You're in luck! I write about that fairly frequently (and a lot of other deep meaning/philosophical subjects) and have said in past posts how - if the Universe is Mindful, morality could indeed be said to be built into it.

It is certainly built into human beings/the human experience and in that, we speak of it as a real thing.
Where else does it "come" from, if not the mind of the matter?

If we are to objectify the mind in order to bring about the idea that morality is objective/that there exist OMV's, then okay - lets give the universe a mind.

Now where do we find within Nature outside of us, this stuff called "morals/morality"?

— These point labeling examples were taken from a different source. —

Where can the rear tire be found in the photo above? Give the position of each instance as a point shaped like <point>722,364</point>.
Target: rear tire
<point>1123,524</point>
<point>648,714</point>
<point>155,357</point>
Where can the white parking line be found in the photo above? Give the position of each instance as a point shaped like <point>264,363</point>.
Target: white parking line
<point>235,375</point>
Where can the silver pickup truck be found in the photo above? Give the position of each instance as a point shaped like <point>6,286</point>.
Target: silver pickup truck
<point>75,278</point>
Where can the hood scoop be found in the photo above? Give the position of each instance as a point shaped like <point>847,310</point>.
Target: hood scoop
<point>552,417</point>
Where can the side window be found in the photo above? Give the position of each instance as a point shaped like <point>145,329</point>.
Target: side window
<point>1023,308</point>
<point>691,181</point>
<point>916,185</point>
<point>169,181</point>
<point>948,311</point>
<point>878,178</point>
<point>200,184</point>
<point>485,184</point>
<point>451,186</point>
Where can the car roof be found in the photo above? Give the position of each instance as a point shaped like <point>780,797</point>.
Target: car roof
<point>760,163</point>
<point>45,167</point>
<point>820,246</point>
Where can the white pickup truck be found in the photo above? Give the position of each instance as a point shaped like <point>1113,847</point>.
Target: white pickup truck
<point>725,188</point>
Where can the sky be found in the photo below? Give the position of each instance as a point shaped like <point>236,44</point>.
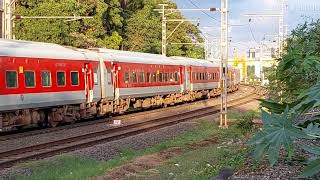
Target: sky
<point>243,34</point>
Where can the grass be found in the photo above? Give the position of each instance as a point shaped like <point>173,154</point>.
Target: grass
<point>75,167</point>
<point>203,163</point>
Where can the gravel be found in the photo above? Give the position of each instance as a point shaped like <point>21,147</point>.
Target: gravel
<point>127,119</point>
<point>111,149</point>
<point>108,150</point>
<point>282,170</point>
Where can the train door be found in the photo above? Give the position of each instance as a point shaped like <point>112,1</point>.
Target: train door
<point>96,79</point>
<point>109,88</point>
<point>187,79</point>
<point>89,82</point>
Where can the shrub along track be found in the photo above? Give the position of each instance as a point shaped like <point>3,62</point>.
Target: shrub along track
<point>9,158</point>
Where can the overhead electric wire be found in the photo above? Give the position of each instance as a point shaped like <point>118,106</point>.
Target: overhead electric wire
<point>195,5</point>
<point>252,33</point>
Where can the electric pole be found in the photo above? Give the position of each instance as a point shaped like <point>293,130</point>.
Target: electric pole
<point>224,63</point>
<point>7,22</point>
<point>164,30</point>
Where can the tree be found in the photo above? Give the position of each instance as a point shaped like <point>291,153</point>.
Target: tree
<point>82,33</point>
<point>143,33</point>
<point>298,68</point>
<point>117,24</point>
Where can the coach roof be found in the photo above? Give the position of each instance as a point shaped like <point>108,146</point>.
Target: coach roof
<point>17,48</point>
<point>146,58</point>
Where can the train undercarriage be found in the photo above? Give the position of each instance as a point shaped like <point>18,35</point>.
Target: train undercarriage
<point>54,116</point>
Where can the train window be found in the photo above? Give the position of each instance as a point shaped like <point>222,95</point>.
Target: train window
<point>160,77</point>
<point>171,77</point>
<point>61,78</point>
<point>95,76</point>
<point>74,78</point>
<point>142,79</point>
<point>127,77</point>
<point>11,79</point>
<point>148,77</point>
<point>46,78</point>
<point>29,79</point>
<point>176,76</point>
<point>135,78</point>
<point>165,77</point>
<point>155,77</point>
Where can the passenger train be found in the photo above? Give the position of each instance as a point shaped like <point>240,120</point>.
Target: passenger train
<point>48,84</point>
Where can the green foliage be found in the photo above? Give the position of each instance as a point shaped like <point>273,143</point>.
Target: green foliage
<point>117,24</point>
<point>278,131</point>
<point>245,121</point>
<point>314,165</point>
<point>298,68</point>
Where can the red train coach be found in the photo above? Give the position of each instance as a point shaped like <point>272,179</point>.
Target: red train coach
<point>35,76</point>
<point>47,84</point>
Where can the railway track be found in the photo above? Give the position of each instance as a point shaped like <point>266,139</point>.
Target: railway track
<point>9,158</point>
<point>33,132</point>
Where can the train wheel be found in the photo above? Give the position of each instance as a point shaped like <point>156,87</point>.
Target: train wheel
<point>54,124</point>
<point>43,124</point>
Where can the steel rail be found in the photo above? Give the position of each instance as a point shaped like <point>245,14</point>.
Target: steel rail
<point>12,157</point>
<point>36,131</point>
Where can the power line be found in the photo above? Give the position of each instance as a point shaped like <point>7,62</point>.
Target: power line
<point>195,5</point>
<point>252,33</point>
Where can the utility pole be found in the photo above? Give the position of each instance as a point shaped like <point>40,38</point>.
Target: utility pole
<point>224,63</point>
<point>164,30</point>
<point>7,22</point>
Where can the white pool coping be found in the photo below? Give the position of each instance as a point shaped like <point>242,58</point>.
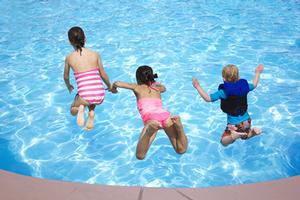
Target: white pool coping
<point>18,187</point>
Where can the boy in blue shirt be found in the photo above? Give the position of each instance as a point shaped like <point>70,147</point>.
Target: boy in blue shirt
<point>233,95</point>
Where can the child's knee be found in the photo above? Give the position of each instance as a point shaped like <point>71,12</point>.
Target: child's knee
<point>140,156</point>
<point>180,150</point>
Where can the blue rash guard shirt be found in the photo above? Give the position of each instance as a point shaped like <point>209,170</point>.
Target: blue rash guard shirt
<point>231,119</point>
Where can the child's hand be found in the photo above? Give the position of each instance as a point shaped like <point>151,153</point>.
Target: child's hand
<point>195,83</point>
<point>113,89</point>
<point>70,88</point>
<point>259,69</point>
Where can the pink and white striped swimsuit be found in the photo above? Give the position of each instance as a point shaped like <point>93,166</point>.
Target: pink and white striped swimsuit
<point>89,86</point>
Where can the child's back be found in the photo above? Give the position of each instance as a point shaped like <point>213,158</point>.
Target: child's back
<point>233,95</point>
<point>89,73</point>
<point>83,61</point>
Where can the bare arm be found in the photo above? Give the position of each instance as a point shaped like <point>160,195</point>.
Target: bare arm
<point>202,93</point>
<point>67,75</point>
<point>160,87</point>
<point>104,76</point>
<point>258,71</point>
<point>120,84</point>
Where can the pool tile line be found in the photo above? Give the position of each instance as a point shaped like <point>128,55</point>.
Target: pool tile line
<point>14,187</point>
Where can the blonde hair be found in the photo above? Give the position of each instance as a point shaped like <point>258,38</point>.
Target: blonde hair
<point>230,73</point>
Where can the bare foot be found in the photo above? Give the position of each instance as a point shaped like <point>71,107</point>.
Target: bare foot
<point>90,121</point>
<point>80,116</point>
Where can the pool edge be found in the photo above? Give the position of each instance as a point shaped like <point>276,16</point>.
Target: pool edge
<point>14,187</point>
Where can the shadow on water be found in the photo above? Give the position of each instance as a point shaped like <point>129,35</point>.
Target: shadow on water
<point>9,162</point>
<point>294,156</point>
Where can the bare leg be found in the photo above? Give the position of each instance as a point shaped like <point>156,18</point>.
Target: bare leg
<point>91,117</point>
<point>175,132</point>
<point>146,138</point>
<point>80,116</point>
<point>229,139</point>
<point>76,103</point>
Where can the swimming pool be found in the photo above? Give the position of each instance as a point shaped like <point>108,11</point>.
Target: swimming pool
<point>179,39</point>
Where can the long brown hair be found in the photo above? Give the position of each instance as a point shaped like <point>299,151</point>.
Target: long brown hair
<point>77,38</point>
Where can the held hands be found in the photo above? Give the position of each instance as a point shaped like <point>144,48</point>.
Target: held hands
<point>113,89</point>
<point>259,69</point>
<point>70,88</point>
<point>195,83</point>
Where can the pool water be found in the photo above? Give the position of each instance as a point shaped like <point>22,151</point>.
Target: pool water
<point>180,40</point>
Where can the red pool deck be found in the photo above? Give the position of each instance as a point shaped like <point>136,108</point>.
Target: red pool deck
<point>19,187</point>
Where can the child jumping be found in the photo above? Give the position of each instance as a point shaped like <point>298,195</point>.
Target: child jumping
<point>155,117</point>
<point>88,71</point>
<point>233,94</point>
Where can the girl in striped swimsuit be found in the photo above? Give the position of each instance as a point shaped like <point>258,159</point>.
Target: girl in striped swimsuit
<point>89,73</point>
<point>155,117</point>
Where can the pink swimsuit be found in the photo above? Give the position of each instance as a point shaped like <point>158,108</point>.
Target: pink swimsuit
<point>90,87</point>
<point>151,109</point>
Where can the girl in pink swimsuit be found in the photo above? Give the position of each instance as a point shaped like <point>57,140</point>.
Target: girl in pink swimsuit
<point>155,117</point>
<point>89,73</point>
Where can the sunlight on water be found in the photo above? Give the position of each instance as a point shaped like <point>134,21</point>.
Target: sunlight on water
<point>180,40</point>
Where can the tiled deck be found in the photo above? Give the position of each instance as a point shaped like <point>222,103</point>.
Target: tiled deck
<point>18,187</point>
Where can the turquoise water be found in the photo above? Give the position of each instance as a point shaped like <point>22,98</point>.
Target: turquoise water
<point>179,39</point>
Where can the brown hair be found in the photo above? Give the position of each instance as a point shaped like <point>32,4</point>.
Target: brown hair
<point>230,73</point>
<point>77,37</point>
<point>144,75</point>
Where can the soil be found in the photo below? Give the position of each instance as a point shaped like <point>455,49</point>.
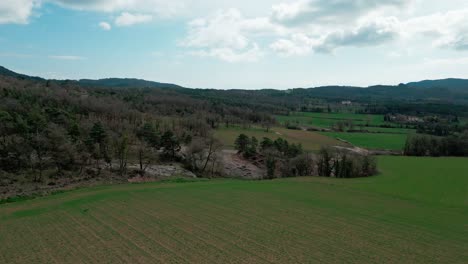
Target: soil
<point>236,166</point>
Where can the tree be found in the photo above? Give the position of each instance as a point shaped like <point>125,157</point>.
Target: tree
<point>170,144</point>
<point>242,143</point>
<point>324,163</point>
<point>121,152</point>
<point>98,145</point>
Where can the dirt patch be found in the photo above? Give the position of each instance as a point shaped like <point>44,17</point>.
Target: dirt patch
<point>237,167</point>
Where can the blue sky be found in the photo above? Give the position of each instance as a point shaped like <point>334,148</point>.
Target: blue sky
<point>237,44</point>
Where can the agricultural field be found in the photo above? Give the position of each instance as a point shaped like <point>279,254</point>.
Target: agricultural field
<point>371,140</point>
<point>413,212</point>
<point>310,141</point>
<point>327,120</point>
<point>392,138</point>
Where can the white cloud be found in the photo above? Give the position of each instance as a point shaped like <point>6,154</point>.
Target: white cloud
<point>162,8</point>
<point>67,57</point>
<point>328,11</point>
<point>105,26</point>
<point>16,11</point>
<point>367,33</point>
<point>370,33</point>
<point>445,30</point>
<point>230,55</point>
<point>226,35</point>
<point>128,19</point>
<point>299,44</point>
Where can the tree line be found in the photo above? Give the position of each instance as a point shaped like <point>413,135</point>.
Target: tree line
<point>426,145</point>
<point>282,159</point>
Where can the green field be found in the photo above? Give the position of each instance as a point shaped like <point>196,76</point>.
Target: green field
<point>310,141</point>
<point>380,138</point>
<point>414,212</point>
<point>372,140</point>
<point>327,120</point>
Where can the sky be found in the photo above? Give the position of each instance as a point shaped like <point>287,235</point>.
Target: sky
<point>240,44</point>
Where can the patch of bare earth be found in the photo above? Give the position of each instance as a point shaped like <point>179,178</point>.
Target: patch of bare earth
<point>237,167</point>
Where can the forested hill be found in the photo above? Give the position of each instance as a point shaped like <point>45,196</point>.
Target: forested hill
<point>447,91</point>
<point>125,83</point>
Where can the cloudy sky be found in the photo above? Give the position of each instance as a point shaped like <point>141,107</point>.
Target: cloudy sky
<point>237,44</point>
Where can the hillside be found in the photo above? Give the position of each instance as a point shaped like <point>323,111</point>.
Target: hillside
<point>414,212</point>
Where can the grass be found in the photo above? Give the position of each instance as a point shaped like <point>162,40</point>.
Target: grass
<point>414,212</point>
<point>327,120</point>
<point>372,140</point>
<point>310,141</point>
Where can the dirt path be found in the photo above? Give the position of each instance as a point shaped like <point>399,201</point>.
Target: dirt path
<point>236,167</point>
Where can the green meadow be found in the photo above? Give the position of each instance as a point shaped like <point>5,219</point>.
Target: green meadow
<point>414,211</point>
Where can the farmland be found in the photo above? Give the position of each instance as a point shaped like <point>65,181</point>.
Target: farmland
<point>375,137</point>
<point>309,140</point>
<point>372,140</point>
<point>414,212</point>
<point>327,120</point>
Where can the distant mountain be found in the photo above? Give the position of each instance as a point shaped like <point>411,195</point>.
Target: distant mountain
<point>461,84</point>
<point>6,72</point>
<point>126,83</point>
<point>447,90</point>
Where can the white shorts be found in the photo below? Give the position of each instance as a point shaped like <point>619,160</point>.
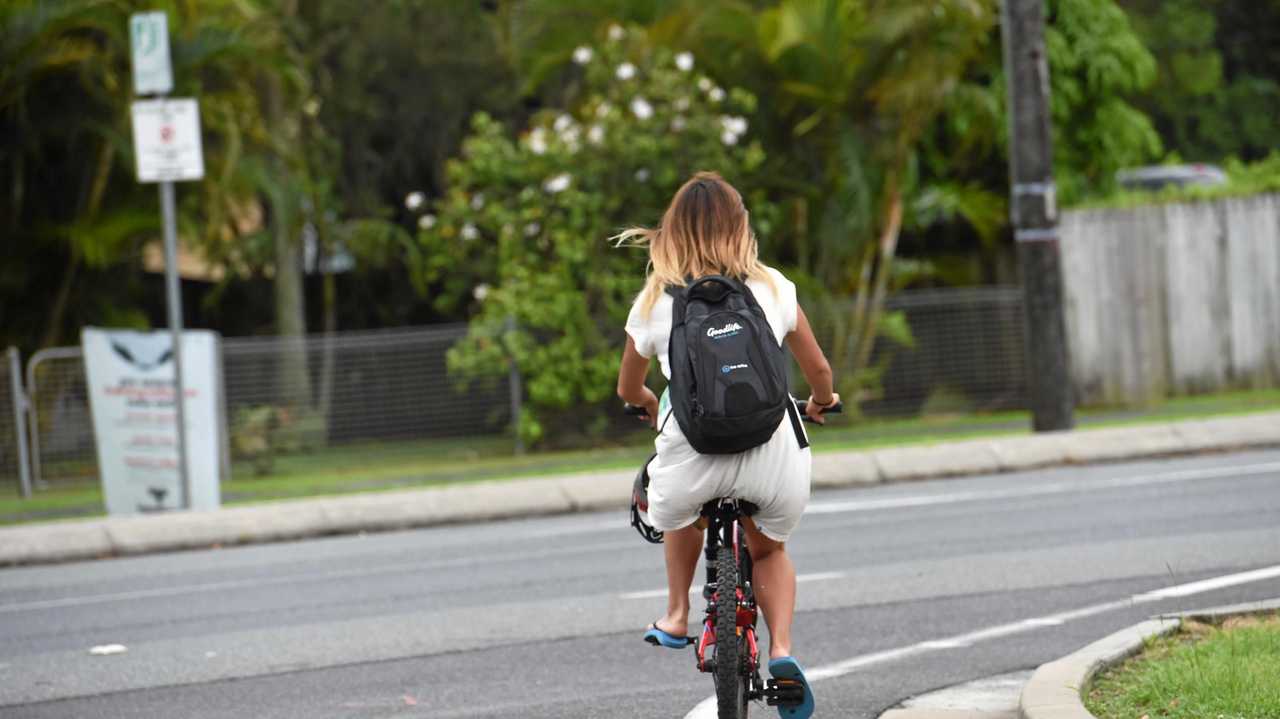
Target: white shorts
<point>773,476</point>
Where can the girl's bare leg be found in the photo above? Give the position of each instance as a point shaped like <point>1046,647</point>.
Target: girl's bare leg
<point>775,580</point>
<point>682,548</point>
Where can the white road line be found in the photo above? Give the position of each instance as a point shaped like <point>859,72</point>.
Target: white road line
<point>1210,585</point>
<point>397,568</point>
<point>707,708</point>
<point>1040,490</point>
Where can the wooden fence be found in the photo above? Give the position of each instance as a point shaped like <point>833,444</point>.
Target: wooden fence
<point>1173,300</point>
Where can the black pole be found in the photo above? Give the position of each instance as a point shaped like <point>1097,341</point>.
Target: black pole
<point>1033,211</point>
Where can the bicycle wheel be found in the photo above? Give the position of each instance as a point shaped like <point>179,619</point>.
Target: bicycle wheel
<point>730,683</point>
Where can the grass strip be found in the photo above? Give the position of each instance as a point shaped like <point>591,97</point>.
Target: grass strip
<point>379,466</point>
<point>1202,672</point>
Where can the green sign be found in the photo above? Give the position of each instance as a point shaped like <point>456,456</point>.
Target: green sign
<point>149,40</point>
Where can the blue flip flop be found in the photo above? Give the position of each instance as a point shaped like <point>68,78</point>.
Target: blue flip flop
<point>658,637</point>
<point>787,668</point>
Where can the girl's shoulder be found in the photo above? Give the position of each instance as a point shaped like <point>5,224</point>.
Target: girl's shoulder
<point>784,287</point>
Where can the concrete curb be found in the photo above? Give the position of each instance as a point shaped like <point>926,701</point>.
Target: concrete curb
<point>1056,688</point>
<point>88,539</point>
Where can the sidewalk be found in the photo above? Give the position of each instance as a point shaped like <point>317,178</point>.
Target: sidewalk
<point>99,537</point>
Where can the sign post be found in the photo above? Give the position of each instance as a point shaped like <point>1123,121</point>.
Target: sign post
<point>167,147</point>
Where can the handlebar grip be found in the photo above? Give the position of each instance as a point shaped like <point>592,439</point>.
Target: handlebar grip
<point>803,406</point>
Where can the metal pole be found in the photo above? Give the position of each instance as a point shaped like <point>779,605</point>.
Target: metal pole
<point>516,388</point>
<point>1033,210</point>
<point>173,297</point>
<point>19,421</point>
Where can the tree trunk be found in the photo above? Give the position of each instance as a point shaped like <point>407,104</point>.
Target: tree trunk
<point>293,379</point>
<point>327,361</point>
<point>887,247</point>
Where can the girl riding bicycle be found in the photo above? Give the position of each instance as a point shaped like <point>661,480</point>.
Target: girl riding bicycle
<point>705,232</point>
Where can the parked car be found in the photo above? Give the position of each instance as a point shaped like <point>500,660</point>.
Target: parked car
<point>1156,177</point>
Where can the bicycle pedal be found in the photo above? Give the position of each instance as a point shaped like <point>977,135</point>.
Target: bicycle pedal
<point>784,692</point>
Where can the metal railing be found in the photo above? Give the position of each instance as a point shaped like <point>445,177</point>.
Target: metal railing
<point>393,385</point>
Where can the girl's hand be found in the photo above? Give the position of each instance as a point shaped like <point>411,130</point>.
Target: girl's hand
<point>814,411</point>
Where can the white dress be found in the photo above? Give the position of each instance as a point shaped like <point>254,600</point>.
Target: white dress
<point>773,476</point>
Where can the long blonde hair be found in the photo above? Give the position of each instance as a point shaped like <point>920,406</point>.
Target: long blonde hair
<point>703,232</point>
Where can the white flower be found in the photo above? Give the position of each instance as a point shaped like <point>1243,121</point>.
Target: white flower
<point>570,138</point>
<point>734,124</point>
<point>641,109</point>
<point>557,183</point>
<point>538,141</point>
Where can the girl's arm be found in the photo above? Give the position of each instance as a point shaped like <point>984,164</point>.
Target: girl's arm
<point>631,387</point>
<point>813,365</point>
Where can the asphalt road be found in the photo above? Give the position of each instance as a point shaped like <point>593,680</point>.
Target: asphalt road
<point>905,587</point>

Do we see it in other animals - yes we do. But we find it most prevalently in/through out human experience.
And why are we humans so hung up on morality - even to the point of trying to objectify it?

Good folk know that the answer is simply so we can survive enough to be able to hang around and argue about it. So morals, whether they exist externally or not (currently unanswered) still exist within the human collective (humanity) and are objectivized outwards into the local environment - which may be where the idea morals are objective comes from, because we subjectively see each other objectifying them into the shared experience we are having.

But can we use that understanding on the rest of the universe? Can we see morality in the actions of the Sun, or Moon, or Earth?

And if so, are we "suffering" from pareidolia or simply acknowledging that there is some type of moral compass involved in its happenings.